Più tardi, con la calata degli Unni, sarà un papa, Leone Magno, a fermare forse miracolosamente Attila in Italia. Che dire del contrattacco all’Islam saraceno? Alla corte del Sultano d’Egitto il mite San Francesco difende i crociati che “agiscono secondo giustizia quando vi combattono”. E i sermoni di Sant’Antonio da Padova contro l’usura e gli abusi della nascente finanza cittadina? Tutta la Storia è un susseguirsi di santi, chierici e papi che ‘fanno politica’, che esortano gli uomini a combattere, a difendere la Fede nello spazio pubblico e sul confine. Il cattolicesimo non può e non potrebbe mai essere un ‘fatto privato’. Il Dio cattolico è vivo, entra nella storia degli uomini e delle nazioni. Non è forse l’Antico Testamento un’immensa epopea nazionale? No, la riduzione della fede a semplice opinione non è roba da cattolici. La religione è totalizzante, totalitaria. Non la tieni chiusa nel cassetto.

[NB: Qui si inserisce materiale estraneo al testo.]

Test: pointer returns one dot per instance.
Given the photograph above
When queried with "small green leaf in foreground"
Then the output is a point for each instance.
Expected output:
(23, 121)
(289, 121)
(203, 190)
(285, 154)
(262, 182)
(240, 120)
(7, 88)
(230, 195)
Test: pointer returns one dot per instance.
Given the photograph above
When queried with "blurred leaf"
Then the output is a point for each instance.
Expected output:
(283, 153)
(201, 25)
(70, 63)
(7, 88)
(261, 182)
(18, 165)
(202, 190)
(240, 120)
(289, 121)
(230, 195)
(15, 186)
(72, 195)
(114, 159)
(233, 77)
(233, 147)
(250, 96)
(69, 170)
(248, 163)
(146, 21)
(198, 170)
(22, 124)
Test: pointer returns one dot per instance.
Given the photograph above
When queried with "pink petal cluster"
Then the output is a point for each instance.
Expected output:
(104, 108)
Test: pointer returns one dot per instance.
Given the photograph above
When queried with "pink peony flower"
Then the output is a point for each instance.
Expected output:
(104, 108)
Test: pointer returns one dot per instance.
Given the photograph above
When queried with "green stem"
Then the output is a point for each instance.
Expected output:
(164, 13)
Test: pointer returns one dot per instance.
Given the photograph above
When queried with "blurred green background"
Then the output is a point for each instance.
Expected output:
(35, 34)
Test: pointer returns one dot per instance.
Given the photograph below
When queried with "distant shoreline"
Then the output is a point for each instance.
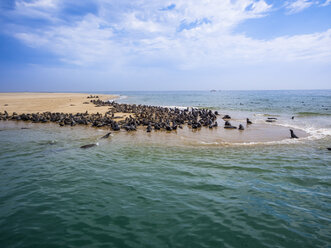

Julien Langella ha detto di aver scritto Cattolici e Identitari avendo in mente un lettore ben preciso: il patriota francese che teme di vivere la fede in contrasto con i suoi ideali politici. Ma non c’è mai stata contraddizione tra l’amore e l’impegno per la patria, e quello per Dio. Langella non ricorre ad artifici retorici, capriole logiche, soluzioni rivoluzionarie: la risposta infatti non va inventata ma solo riscoperta, ricercata in due millenni di tradizione. Si tratta solo di svegliarsi dal coma, di spezzare l’amnesia. Si tratta di ricordare ciò che milioni di cristiani, per secoli, hanno semplicemente saputo. Con buona pace dei liberali indignati. Di destra e di sinistra.